Júlia, depois de olhar
para a sua irmã e com lágrimas nos olhos, ficou mais pensativa e continuou:
- Sim acho que sei! Por isso tenho andado a fazer tantos exames! Confirmou
ela.
- Tem calma por agora, sim? Amanhã logo saberás o resultado! -
Respondeu Frederica, disfarçando o receio de qua a irmã estivesse certa.
- Que remédio! - Afirmou ela, respirando fundo.
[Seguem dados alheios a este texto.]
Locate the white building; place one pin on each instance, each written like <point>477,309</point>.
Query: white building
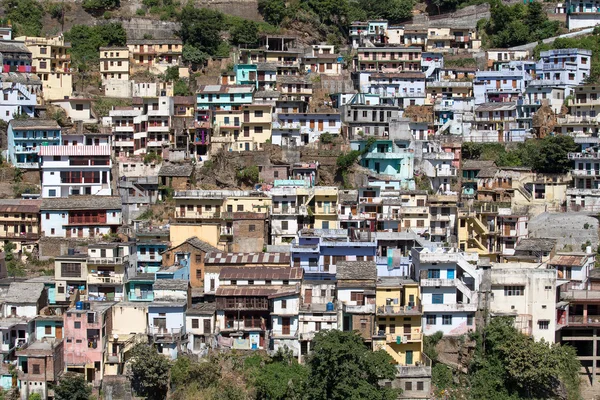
<point>16,100</point>
<point>80,166</point>
<point>449,283</point>
<point>527,292</point>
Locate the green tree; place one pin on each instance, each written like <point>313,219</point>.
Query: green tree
<point>281,381</point>
<point>245,34</point>
<point>25,15</point>
<point>273,11</point>
<point>150,372</point>
<point>342,367</point>
<point>201,28</point>
<point>72,387</point>
<point>553,154</point>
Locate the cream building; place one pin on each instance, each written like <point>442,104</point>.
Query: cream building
<point>51,58</point>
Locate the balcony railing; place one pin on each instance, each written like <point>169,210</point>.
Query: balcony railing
<point>399,310</point>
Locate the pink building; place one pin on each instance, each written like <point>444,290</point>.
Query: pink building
<point>86,337</point>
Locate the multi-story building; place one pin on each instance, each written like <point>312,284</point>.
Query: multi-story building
<point>52,61</point>
<point>87,333</point>
<point>114,63</point>
<point>17,99</point>
<point>80,216</point>
<point>449,283</point>
<point>26,137</point>
<point>80,166</point>
<point>528,293</point>
<point>20,223</point>
<point>398,324</point>
<point>155,55</point>
<point>319,250</point>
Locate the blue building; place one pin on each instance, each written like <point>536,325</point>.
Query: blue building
<point>318,250</point>
<point>26,136</point>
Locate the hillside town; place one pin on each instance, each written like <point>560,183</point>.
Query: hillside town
<point>382,189</point>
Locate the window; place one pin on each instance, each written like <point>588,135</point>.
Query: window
<point>433,274</point>
<point>514,290</point>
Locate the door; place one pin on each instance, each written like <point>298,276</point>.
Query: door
<point>307,296</point>
<point>409,357</point>
<point>285,325</point>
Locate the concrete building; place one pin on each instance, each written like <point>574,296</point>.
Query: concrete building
<point>449,284</point>
<point>26,137</point>
<point>51,58</point>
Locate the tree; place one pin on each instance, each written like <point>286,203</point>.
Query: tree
<point>72,387</point>
<point>150,372</point>
<point>511,365</point>
<point>553,154</point>
<point>25,15</point>
<point>341,367</point>
<point>201,28</point>
<point>281,381</point>
<point>245,34</point>
<point>273,11</point>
O quarto de Frederica estava silencioso e banhado pela luz do
luar, que entrava pela janela adentro e o iluminava, completamente. A noite
estava quente e calma e ela olhava, ora para o vazio repleto de luar, ora para
a lua que o oferecia à noite. De janela aberta, ela implorava a si mesma um
sinal, como se alguém a ouvisse. Talvez o luar trouxesse algo de mágico e a
aconselhasse em silêncio:
- Oh, não, não pode ser, Meu Deus, faz com que isto não passe de
um engano! Não deixes que a mesma tragédia nos aconteça, logo às duas!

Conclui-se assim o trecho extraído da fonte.